Re: Content encoding problem... from Roy T. Fielding on 1997-02-21 (ietf-http-wg@w3.org from January to March 1997)

From: Roy T. Fielding <fielding@kiwi.ICS.UCI.EDU>
Date: Thu, 20 Feb 1997 18:56:27 -0800
To: Jeffrey Mogul <mogul@pa.dec.com>
Cc: http-wg@cuckoo.hpl.hp.com
Message-Id: <9702201856.aa16513@paris.ics.uci.edu>
I think I understand now what Henrik was describing, and I agreed that
the description of Accept-Encoding needs to be fixed.  However, not
all of it is broken.

Jeffrey Mogul writes:
>There are three problems with RFC2068 that would prevent the most
>efficient use of this compression algorithm, and that might result
>in presenting users with bogus results:
>
>	(1) The current specification of Accept-encoding *requires*
>	(SHOULD-level, not MUST-level) a server to return an
>	error response in a situation where this is probably
>	not optimal.  This might lead to many extra round-trips,
>	and might also lead to the destruction of otherwise
>	useful proxy-cache entries.

We should fix that in the spec.

>	(2) The current specification of Accept-encoding *allows*
>	a server to send a response using an encoding that the
>	client software might not only not understand, but which
>	it might improperly render to an unwitting user.

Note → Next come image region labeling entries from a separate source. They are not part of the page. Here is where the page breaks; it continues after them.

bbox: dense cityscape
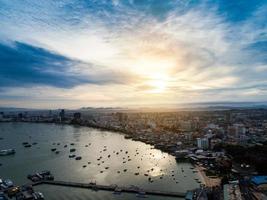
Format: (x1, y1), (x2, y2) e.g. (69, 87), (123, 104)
(0, 108), (267, 199)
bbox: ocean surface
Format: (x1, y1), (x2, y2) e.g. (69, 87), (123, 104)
(0, 123), (199, 200)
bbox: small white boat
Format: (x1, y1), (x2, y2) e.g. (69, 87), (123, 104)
(0, 149), (16, 156)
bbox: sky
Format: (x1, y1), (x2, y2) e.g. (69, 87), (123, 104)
(0, 0), (267, 108)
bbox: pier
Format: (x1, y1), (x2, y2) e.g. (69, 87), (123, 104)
(32, 180), (186, 198)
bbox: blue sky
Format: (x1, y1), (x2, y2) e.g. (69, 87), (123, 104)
(0, 0), (267, 108)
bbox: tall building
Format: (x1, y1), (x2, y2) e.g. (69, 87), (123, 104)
(59, 109), (65, 122)
(197, 138), (209, 149)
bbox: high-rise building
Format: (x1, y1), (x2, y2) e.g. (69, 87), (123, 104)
(197, 138), (209, 149)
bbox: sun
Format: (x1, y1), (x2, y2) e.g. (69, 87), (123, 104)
(149, 79), (167, 93)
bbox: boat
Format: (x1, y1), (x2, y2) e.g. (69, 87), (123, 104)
(75, 156), (82, 160)
(0, 149), (16, 156)
(70, 149), (76, 152)
(136, 191), (147, 198)
(113, 187), (122, 194)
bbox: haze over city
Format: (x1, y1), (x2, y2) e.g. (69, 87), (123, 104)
(0, 0), (267, 108)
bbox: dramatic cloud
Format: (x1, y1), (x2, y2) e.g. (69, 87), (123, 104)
(0, 0), (267, 107)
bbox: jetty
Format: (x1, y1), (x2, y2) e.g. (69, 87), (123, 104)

Yes.  It does so because there may exist some external mechanism,
such as a choice list provided in HTML, whereby an older user agent
might GET on a particular URL known to the human user to be in a
specific encoding, even though the user agent has no knowledge of
that encoding.  Keep in mind that not all GET requests are done for
the purpose of rendering on a browser, and therefore the protocol
must not create artificial requirements that restrict the content
of the payload of a response.

For example, I have a save-URL-to-file program called lwpget.  It never
sends Accept-Encoding, because there has never been any requirement
that it should, and no HTTP/1.0 server ever needed it.  Should lwpget
be prevented from working because of the *possibility* that it might
be a rendering engine that doesn't understand the encoding?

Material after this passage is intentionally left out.